Aquellos que conocemos a Marta Lucía Ramírez desde hace muchos años, no podemos creer que sea la misma persona que ahora ostenta el cargo de vicepresidenta de la República de Colombia. En los diferentes puestos que ocupó en gobiernos de distintos partidos desde el liberal de Gaviria, hasta el derechista de Uribe pasando por el conservador de Pastrana, jamás mostró el grado de desconocimiento de la realidad colombiana del cual hoy hace gala, y menos aún, su infinita insensibilidad ante los problemas sociales de amplios sectores nacionales. Basta con mirar su cuenta en Twitter.
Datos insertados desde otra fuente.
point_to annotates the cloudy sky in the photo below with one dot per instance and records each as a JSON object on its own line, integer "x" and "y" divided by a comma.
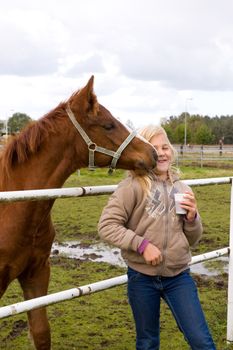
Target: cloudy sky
{"x": 151, "y": 58}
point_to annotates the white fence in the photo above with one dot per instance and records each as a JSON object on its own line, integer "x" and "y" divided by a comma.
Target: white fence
{"x": 24, "y": 306}
{"x": 204, "y": 155}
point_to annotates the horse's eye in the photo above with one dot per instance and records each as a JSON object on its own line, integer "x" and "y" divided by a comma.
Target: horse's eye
{"x": 109, "y": 126}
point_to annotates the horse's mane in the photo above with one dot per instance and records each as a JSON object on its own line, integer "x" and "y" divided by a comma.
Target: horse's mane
{"x": 30, "y": 139}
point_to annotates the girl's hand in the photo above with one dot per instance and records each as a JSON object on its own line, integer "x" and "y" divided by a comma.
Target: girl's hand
{"x": 190, "y": 204}
{"x": 152, "y": 254}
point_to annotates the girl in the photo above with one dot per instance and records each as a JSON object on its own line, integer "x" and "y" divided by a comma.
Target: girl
{"x": 155, "y": 242}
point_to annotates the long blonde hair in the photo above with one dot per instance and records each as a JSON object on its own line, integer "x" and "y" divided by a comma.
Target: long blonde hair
{"x": 145, "y": 180}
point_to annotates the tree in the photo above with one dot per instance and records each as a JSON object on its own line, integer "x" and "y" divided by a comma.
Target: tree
{"x": 17, "y": 122}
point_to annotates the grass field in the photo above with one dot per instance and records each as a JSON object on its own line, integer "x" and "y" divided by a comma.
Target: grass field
{"x": 103, "y": 320}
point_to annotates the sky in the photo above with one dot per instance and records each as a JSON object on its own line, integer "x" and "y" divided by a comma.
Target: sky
{"x": 151, "y": 59}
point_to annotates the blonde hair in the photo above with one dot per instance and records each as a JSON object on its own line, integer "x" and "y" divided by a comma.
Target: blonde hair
{"x": 145, "y": 180}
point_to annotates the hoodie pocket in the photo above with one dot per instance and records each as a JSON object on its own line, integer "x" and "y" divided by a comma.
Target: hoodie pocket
{"x": 178, "y": 252}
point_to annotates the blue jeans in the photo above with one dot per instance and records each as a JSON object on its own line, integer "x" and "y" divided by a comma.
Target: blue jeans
{"x": 180, "y": 294}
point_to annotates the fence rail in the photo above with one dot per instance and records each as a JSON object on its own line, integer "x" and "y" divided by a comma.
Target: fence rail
{"x": 47, "y": 194}
{"x": 204, "y": 155}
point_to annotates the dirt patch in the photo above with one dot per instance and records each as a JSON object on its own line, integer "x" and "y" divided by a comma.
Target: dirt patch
{"x": 17, "y": 328}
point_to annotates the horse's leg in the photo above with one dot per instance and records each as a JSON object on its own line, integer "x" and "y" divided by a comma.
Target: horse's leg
{"x": 35, "y": 286}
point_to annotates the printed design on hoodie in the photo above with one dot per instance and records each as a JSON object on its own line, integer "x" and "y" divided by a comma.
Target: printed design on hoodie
{"x": 156, "y": 206}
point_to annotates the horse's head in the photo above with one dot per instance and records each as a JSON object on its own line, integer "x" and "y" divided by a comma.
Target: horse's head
{"x": 105, "y": 137}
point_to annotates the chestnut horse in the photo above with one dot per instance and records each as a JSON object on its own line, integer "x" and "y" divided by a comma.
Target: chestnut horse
{"x": 43, "y": 156}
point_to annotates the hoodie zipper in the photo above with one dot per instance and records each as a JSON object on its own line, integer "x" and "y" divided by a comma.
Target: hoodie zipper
{"x": 166, "y": 236}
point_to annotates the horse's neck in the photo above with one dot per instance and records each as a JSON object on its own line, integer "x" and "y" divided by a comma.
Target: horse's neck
{"x": 48, "y": 168}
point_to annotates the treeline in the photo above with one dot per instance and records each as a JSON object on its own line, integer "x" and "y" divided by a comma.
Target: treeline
{"x": 199, "y": 129}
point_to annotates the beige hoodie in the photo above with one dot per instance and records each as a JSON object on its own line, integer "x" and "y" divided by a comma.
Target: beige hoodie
{"x": 130, "y": 217}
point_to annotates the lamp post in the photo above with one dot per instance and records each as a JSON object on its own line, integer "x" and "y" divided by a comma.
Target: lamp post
{"x": 185, "y": 121}
{"x": 7, "y": 124}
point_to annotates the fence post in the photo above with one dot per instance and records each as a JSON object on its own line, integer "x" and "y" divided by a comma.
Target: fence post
{"x": 230, "y": 276}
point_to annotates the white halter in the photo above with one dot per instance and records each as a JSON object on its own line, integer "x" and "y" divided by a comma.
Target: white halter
{"x": 92, "y": 147}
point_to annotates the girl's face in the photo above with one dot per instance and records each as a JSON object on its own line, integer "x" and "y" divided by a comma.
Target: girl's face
{"x": 164, "y": 155}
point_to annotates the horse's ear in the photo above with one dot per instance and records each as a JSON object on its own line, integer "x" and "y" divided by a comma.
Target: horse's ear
{"x": 86, "y": 101}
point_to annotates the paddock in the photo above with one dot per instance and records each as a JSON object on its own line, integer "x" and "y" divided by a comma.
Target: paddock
{"x": 13, "y": 309}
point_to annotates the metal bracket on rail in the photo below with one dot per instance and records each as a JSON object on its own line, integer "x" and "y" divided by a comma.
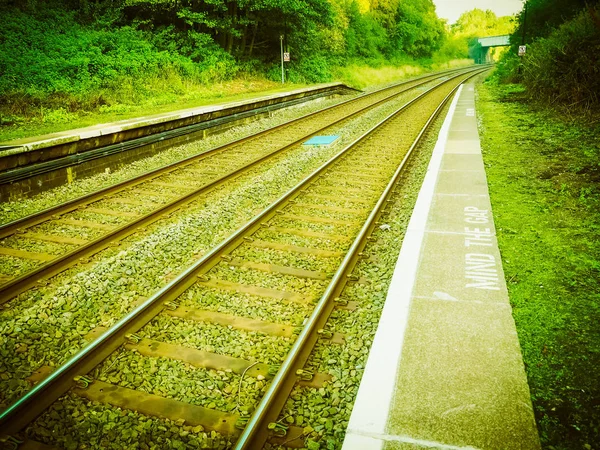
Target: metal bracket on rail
{"x": 305, "y": 375}
{"x": 13, "y": 441}
{"x": 133, "y": 338}
{"x": 278, "y": 429}
{"x": 340, "y": 301}
{"x": 82, "y": 381}
{"x": 171, "y": 306}
{"x": 327, "y": 334}
{"x": 240, "y": 424}
{"x": 273, "y": 370}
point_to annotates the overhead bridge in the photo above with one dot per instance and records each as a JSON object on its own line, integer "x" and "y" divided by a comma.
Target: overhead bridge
{"x": 483, "y": 55}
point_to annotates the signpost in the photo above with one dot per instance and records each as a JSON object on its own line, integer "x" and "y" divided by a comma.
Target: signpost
{"x": 282, "y": 75}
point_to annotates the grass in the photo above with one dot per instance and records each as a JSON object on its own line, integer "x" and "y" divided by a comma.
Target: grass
{"x": 543, "y": 171}
{"x": 129, "y": 104}
{"x": 361, "y": 76}
{"x": 21, "y": 118}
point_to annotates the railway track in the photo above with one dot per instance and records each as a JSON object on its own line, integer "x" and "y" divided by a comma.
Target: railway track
{"x": 295, "y": 258}
{"x": 36, "y": 248}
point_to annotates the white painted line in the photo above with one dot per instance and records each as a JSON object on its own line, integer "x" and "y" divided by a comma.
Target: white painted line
{"x": 376, "y": 391}
{"x": 418, "y": 442}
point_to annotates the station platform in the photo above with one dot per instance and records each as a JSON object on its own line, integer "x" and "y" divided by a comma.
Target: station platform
{"x": 168, "y": 120}
{"x": 445, "y": 370}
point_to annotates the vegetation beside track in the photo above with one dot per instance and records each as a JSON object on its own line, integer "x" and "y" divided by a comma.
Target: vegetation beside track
{"x": 543, "y": 176}
{"x": 74, "y": 63}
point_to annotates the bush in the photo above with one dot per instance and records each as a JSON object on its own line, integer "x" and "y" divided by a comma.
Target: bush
{"x": 565, "y": 67}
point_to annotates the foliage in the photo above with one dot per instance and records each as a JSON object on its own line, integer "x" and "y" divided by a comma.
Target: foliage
{"x": 479, "y": 23}
{"x": 564, "y": 68}
{"x": 561, "y": 66}
{"x": 543, "y": 175}
{"x": 62, "y": 57}
{"x": 543, "y": 16}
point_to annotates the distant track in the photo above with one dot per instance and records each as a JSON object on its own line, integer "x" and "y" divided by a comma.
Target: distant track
{"x": 76, "y": 230}
{"x": 336, "y": 207}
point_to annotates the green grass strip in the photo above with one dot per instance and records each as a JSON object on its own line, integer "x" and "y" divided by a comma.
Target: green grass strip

Desde su última salida en la cual se refiere al gran drama de la minga como una simple "incomodidad", hasta mandar a los pobres a renovar sus electrodomésticos para evitar el costo del retiro de los subsidios, muestran la cara más dolorosa de su gestión. Por un lado, está su indiferencia ante los problemas sociales de este país, como su profunda injusticia, y por el otro, no puede negar su ciego apoyo a todo lo que sea el sector privado, la empresa, el grupo Aval, o mejor, a donde está el dinero. Se suma a esto, su constante falta de tacto como lo mostró su famosa metida de pata anunciando prematuramente el fallecimiento del expresidente Belisario Betancur.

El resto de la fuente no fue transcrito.